Wczoraj w Sejmie wydarzyło się coś, co z jednej strony szokuje, z drugiej – niestety – przestaje już dziwić. Europoseł Grzegorz Braun zerwał ze sztalug plakaty poświęcone równości, zdeptawszy je demonstracyjnie, by – jak sam to ujął – „zapobiec zgorszeniu publicznemu”. Wystawę udało się częściowo naprawić, ale obrazy, które pozostają w naszej pamięci, nie dają się już tak łatwo poskładać.

Tym bardziej boli fakt, iż to nie pierwszy raz. Przypomnijmy – Braun już wcześniej dopuścił się podobnego aktu w Opolu, a także niszcząc świece chanukowe i atakując uczestniczkę wydarzenia. Mimo tego przez cały czas cieszył się bezkarnością, dopiero niedawno stracił immunitet europosła, a lista jego wykroczeń przypomina katalog aktów agresji wobec wszystkiego, co inne, równe, nieheteronormatywne.

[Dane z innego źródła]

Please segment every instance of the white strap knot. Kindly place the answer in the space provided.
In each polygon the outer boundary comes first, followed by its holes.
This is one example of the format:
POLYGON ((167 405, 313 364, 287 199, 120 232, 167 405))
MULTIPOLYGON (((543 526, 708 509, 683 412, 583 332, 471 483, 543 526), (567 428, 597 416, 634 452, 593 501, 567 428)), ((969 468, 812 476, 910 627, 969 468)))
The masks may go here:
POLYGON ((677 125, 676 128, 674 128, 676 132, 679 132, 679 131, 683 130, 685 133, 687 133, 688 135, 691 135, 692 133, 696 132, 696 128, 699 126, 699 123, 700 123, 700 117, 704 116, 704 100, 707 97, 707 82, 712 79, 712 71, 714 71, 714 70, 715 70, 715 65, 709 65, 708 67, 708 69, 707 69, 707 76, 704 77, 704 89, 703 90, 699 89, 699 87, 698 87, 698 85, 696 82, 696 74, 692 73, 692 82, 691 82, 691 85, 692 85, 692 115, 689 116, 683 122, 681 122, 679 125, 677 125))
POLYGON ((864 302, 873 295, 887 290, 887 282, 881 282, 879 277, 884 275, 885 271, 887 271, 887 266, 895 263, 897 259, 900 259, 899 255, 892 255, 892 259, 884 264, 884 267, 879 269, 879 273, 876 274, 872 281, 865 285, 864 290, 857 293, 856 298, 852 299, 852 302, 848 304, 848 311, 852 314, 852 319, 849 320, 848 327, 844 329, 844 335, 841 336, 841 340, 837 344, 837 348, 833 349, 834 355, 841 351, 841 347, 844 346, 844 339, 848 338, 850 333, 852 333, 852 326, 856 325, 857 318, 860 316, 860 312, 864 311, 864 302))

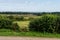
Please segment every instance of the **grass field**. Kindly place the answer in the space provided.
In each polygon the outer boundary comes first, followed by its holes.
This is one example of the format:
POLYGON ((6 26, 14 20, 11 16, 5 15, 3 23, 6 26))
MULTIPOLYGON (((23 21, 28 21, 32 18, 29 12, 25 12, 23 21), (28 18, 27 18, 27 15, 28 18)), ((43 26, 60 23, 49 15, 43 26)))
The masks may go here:
POLYGON ((8 29, 0 29, 0 36, 27 36, 27 37, 49 37, 60 38, 60 34, 41 33, 41 32, 14 32, 8 29))

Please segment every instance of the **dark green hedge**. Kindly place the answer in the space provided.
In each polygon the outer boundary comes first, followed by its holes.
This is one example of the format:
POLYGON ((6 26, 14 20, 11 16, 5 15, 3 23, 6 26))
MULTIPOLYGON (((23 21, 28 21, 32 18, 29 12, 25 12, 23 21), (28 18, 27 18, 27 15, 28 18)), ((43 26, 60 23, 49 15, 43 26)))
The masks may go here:
POLYGON ((60 17, 56 15, 43 15, 39 19, 30 22, 29 29, 38 32, 60 32, 60 17))

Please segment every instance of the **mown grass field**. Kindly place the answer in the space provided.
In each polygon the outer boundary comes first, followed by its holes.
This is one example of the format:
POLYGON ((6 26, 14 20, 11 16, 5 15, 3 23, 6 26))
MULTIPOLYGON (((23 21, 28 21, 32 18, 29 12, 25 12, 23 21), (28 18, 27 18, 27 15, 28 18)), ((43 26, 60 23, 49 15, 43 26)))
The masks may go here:
POLYGON ((8 29, 0 29, 0 36, 60 38, 60 34, 41 33, 41 32, 14 32, 14 31, 8 30, 8 29))

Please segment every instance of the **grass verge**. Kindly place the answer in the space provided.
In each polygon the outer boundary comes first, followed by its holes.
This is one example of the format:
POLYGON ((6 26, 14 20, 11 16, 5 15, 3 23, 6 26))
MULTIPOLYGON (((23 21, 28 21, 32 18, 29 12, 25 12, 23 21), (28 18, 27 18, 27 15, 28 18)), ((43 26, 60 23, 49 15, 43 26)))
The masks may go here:
POLYGON ((0 36, 23 36, 23 37, 49 37, 60 38, 60 34, 41 32, 14 32, 12 30, 0 29, 0 36))

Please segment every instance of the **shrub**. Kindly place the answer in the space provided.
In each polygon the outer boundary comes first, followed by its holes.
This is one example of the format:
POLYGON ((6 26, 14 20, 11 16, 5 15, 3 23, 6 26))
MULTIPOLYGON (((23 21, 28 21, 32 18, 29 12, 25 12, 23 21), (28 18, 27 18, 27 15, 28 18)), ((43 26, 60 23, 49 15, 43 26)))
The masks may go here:
POLYGON ((19 30, 19 26, 7 17, 0 16, 0 29, 19 30))
POLYGON ((57 23, 57 18, 56 15, 43 15, 39 19, 32 20, 29 29, 31 31, 56 33, 59 28, 59 26, 57 26, 57 24, 59 24, 57 23))
POLYGON ((18 21, 23 21, 23 20, 24 20, 24 17, 23 17, 23 16, 16 17, 16 20, 18 20, 18 21))
POLYGON ((17 25, 17 23, 13 23, 12 30, 14 30, 14 31, 20 31, 20 27, 17 25))

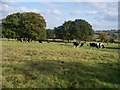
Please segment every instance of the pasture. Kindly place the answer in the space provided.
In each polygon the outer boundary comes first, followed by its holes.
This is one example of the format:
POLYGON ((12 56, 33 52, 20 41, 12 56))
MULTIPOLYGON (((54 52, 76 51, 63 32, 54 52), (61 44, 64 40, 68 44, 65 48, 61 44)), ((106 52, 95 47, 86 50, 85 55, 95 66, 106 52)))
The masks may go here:
POLYGON ((1 42, 3 88, 120 88, 118 44, 1 42))

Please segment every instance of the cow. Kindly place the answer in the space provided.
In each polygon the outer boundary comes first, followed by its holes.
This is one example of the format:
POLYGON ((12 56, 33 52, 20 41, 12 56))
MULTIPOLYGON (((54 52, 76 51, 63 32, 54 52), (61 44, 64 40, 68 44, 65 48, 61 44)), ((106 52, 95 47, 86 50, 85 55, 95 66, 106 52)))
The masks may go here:
POLYGON ((38 40, 39 43, 42 43, 42 40, 38 40))
POLYGON ((99 43, 99 48, 105 48, 103 43, 99 43))
POLYGON ((74 46, 74 48, 77 48, 79 46, 79 43, 78 42, 73 42, 73 46, 74 46))
POLYGON ((99 48, 99 46, 98 46, 96 43, 90 43, 90 46, 91 46, 91 47, 99 48))
POLYGON ((91 47, 96 47, 96 48, 105 48, 103 43, 90 43, 91 47))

Ale problem nie zaczyna się ani nie kończy na nim. Jak słusznie zauważyła na FB Sandra Mazur, jedna z działaczek Tęczowego Opola, emocje i uwaga opinii publicznej znowu skupiły się na sprawcy, a nie na ofiarach. „Zamiast ojojkiwać, zapytajcie Mai i Anny, jak się czują. Zróbcie coś dla społeczności LGBT+, wspomóżcie lokalne działania” – apeluje. I trudno się z tym apelem nie zgodzić. Może czas wyciągnąć wnioski?

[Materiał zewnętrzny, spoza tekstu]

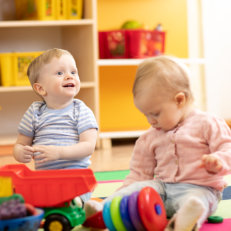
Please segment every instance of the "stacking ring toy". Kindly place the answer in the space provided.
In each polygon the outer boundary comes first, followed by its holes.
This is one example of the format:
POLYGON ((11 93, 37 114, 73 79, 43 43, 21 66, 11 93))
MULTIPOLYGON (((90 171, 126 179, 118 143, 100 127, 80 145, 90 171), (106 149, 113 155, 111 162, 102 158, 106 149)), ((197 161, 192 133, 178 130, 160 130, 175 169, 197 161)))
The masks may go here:
POLYGON ((111 201, 107 201, 103 206, 103 220, 105 225, 110 231, 116 231, 116 228, 111 219, 111 212, 110 212, 111 201))
POLYGON ((110 212, 111 212, 111 219, 112 222, 116 228, 116 230, 119 231, 127 231, 126 227, 124 226, 124 223, 122 221, 122 218, 120 216, 120 201, 121 197, 117 196, 114 197, 111 202, 110 212))
POLYGON ((142 221, 140 219, 140 215, 138 212, 138 206, 137 206, 138 195, 139 195, 139 192, 134 192, 129 196, 128 212, 129 212, 129 216, 131 218, 132 224, 136 228, 136 230, 145 231, 145 228, 142 224, 142 221))
POLYGON ((140 191, 138 210, 146 230, 164 230, 167 225, 164 204, 160 195, 153 188, 145 187, 140 191))
POLYGON ((151 187, 105 202, 102 218, 110 231, 164 231, 167 225, 164 203, 151 187))
POLYGON ((126 229, 129 231, 136 231, 128 212, 128 198, 129 196, 124 196, 120 201, 120 215, 126 229))

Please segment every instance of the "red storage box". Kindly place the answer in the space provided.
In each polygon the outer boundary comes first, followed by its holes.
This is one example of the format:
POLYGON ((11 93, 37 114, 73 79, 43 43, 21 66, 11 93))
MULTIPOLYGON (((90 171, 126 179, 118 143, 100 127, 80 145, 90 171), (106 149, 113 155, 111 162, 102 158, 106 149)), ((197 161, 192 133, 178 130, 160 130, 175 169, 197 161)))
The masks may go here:
POLYGON ((157 30, 113 30, 99 32, 99 56, 146 58, 164 53, 165 32, 157 30))

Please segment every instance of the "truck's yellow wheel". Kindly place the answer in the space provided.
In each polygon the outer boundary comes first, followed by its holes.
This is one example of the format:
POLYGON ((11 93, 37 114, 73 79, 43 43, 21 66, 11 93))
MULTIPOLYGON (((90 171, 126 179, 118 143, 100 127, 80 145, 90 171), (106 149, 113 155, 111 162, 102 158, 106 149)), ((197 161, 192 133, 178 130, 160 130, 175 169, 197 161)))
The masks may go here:
POLYGON ((69 220, 61 214, 52 214, 45 218, 45 231, 70 231, 71 229, 69 220))

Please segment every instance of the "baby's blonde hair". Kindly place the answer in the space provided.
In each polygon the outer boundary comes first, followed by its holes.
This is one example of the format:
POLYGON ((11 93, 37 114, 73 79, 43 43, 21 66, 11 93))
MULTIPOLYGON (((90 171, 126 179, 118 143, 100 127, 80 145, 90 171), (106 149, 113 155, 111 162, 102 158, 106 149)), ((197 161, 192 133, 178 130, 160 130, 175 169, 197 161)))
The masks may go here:
POLYGON ((166 96, 172 97, 183 92, 187 103, 193 102, 188 68, 175 58, 157 56, 143 61, 136 72, 132 90, 134 97, 139 90, 145 91, 145 89, 139 89, 143 80, 150 80, 147 82, 149 86, 154 82, 157 89, 162 90, 166 96))
POLYGON ((71 53, 67 50, 52 48, 35 58, 27 69, 27 75, 31 86, 33 87, 33 84, 38 82, 40 69, 43 65, 48 64, 54 57, 60 58, 64 54, 72 56, 71 53))

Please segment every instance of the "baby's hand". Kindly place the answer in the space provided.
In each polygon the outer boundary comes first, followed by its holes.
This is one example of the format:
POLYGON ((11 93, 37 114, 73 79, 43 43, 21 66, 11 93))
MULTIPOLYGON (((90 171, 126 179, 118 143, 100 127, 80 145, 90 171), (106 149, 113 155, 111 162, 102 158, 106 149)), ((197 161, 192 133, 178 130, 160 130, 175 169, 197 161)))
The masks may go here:
POLYGON ((38 164, 59 159, 58 146, 38 145, 34 146, 34 159, 38 164))
POLYGON ((21 145, 21 155, 19 161, 22 163, 29 163, 33 158, 33 148, 28 145, 21 145))
POLYGON ((209 173, 218 173, 222 170, 222 162, 215 156, 203 155, 202 156, 202 167, 204 167, 209 173))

Posłanki Polski 2050 i Koalicji Obywatelskiej nie pozostały obojętne – domagają się zakazu wstępu dla Brauna na teren Sejmu i zmiany procedur, które dotąd chroniły immunitetem zachowania godzące w podstawowe wartości demokratycznego państwa prawa. Szymon Hołownia zareagował szybko, rozszerzając uprawnienia Straży Marszałkowskiej i zakazując Braunowi wstępu na teren parlamentu. Ale czy to wystarczy?

Wszyscy zadajemy sobie to pytanie, a tymczasem Maja, Anna i społeczność Tęczowego Opola przez cały czas robią swoje – edukują, tworzą przestrzenie dialogu, budują empatię w mieście, które nie zawsze potrafi ich usłyszeć. jeżeli więc po tym wszystkim czujesz, iż chcesz coś zrobić — nie komentuj tylko oburzony post. Zajrzyj na stronę Tęczowego Opola, przekaż darowiznę, zapytaj: „Jak mogę pomóc?”

Czas skończyć z milczeniem wobec tych, którzy ratują godność, gdy inni ją depczą.